Kemiklerim bile yanmıştı belki sahrada;
Yetişmeseydin eğer, ya Muhammed, imdada:
Eserdi kumda yüzerken serin serin nefesin;
Akar sular gibi çağlardı her tarafta sesin!
İradem olduğu gündür senin iradene ram,
Bir an için bana yollarda durmak oldu haram.
Bütün heyakil-i hilkatle hasbihal ettim;
Leyale derdimi döktüm, cibali söylettim!
Yanıp tutuşmadan aylarca yummadım gözümü
Nucuma sor ki bu kirpikler uyku görmüş mü?
Azabı-ı hecrine katlandım elli üç senedir. .
Sonunda alnıma çarpan bu zalim örtü nedir?
Beş altı sineyi hicran içinde inleterek,
Çıkan yüreklere hüsran mı, merhamet mi gerek?
Demir nikabını kaldır mezar-ı pakinden;
Bu hasta ruhumu artık ayırma hakimden!
Nedir o meşale?
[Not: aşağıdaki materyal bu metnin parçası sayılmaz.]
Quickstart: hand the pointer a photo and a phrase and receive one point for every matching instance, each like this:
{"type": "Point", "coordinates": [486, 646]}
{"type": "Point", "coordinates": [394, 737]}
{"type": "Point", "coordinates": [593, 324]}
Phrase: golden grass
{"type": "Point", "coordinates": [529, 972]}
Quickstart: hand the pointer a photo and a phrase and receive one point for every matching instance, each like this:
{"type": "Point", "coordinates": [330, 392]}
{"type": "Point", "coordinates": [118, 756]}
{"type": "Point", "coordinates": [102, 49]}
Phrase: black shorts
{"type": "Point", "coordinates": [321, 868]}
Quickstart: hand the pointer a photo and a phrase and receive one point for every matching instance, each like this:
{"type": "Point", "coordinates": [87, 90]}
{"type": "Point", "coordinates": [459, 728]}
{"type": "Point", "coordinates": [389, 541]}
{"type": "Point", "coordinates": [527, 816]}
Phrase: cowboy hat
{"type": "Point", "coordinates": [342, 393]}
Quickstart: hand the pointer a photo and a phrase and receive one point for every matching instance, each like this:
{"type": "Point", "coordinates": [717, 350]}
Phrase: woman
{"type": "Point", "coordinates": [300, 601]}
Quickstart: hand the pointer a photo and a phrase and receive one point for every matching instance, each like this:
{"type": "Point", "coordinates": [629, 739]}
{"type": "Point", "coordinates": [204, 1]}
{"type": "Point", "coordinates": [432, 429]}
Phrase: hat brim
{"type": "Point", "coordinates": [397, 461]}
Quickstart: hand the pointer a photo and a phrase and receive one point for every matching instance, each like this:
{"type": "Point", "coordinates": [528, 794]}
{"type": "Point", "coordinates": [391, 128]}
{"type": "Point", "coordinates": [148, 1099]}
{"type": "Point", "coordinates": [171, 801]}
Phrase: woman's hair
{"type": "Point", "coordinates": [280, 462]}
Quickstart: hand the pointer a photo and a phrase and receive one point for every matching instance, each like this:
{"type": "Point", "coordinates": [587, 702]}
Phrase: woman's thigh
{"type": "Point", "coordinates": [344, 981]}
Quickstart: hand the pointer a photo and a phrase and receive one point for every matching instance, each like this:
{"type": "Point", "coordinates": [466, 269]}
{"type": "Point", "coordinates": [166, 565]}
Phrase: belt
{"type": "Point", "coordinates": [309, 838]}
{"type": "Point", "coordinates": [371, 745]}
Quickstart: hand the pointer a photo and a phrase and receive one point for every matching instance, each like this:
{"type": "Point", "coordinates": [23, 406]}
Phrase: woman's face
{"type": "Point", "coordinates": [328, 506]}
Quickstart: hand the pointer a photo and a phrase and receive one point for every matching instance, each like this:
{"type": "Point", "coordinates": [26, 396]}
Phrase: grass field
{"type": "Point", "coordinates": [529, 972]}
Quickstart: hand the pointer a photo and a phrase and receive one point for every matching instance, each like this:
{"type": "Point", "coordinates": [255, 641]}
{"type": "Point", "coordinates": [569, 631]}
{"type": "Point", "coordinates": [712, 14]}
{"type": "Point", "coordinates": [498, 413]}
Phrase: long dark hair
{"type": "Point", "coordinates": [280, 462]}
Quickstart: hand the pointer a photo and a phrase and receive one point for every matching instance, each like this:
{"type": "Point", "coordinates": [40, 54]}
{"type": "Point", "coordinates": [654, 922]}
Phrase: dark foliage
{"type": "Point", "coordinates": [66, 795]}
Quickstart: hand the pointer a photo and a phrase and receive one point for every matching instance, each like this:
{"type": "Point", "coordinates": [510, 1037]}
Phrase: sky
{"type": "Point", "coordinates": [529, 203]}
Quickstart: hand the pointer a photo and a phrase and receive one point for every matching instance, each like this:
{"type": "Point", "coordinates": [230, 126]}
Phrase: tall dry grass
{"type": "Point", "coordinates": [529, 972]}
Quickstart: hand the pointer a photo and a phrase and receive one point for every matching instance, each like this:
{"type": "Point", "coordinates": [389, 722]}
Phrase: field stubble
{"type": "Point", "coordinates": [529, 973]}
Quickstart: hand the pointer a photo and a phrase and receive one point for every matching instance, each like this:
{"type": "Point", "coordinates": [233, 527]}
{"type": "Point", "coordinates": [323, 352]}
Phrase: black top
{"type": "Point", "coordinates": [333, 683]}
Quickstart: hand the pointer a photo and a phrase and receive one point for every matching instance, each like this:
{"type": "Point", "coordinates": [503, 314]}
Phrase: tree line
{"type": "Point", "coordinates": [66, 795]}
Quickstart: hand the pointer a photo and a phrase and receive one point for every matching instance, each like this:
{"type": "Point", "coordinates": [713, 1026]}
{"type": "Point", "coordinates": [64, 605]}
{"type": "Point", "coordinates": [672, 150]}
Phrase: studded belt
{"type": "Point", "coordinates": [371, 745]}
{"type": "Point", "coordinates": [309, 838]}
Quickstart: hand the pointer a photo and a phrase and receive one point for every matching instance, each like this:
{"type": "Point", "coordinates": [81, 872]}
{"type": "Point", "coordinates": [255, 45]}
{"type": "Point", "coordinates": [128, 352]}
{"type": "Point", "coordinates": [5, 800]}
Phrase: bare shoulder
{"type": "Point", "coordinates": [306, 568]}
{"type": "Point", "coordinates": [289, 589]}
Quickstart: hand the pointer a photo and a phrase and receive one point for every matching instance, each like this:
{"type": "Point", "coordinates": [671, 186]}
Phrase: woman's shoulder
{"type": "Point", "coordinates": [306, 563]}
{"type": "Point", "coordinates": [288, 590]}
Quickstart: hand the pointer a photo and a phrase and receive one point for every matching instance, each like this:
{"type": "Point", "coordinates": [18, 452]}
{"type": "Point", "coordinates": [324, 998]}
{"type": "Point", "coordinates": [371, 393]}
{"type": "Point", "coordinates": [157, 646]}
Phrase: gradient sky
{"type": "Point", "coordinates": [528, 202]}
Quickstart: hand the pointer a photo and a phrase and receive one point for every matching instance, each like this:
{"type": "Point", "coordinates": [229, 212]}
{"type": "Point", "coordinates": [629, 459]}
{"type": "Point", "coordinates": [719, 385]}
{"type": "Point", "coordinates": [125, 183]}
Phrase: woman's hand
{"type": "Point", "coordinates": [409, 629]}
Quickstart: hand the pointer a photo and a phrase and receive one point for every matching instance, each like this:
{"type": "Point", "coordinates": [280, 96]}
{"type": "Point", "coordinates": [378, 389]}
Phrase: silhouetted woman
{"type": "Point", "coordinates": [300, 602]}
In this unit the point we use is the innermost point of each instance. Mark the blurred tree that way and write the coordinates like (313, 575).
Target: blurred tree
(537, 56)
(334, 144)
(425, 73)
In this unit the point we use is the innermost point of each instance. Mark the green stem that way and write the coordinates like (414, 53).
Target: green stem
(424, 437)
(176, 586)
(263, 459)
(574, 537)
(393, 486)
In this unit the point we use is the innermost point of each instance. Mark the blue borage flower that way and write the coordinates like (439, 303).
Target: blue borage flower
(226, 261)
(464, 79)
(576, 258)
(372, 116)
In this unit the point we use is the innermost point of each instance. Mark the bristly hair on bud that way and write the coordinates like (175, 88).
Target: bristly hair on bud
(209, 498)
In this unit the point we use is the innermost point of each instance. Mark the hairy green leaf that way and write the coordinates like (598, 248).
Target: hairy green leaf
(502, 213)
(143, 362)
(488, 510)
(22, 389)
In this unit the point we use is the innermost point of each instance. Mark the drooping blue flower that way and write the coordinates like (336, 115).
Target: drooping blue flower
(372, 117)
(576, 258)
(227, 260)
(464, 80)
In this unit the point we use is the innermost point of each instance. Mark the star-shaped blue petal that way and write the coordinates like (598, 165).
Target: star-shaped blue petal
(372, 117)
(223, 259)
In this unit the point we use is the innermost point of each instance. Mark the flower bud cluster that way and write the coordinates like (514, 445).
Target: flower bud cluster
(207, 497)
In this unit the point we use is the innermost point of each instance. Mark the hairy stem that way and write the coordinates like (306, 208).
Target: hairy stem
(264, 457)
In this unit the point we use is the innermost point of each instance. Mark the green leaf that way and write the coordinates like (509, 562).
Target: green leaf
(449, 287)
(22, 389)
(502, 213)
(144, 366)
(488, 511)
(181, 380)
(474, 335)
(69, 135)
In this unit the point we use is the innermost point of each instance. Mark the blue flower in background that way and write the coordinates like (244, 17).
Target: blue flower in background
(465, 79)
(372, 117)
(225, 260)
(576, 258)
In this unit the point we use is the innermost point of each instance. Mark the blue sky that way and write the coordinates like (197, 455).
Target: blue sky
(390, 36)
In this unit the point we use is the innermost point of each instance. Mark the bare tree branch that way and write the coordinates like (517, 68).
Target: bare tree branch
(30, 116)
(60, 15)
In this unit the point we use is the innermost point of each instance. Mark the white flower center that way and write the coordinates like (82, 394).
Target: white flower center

Nurun mu? Ya Rasülellah!
Sükun içinde bir an geçti, sonra bir kısa ah !
Ne gördüm, oh! Serilmiş zemine Sudanlı
Başında, ağlayarak bir zavallı Seylanlı,
Öpüp öpüp kapıyor elleriyle gözlerim
Bitince harice nakliyle gasli, tekfini,
Baki' a gitti şehidin vücudu-i fanisi;
Harem de kaldı, fakat, ruh-i cavidanisi.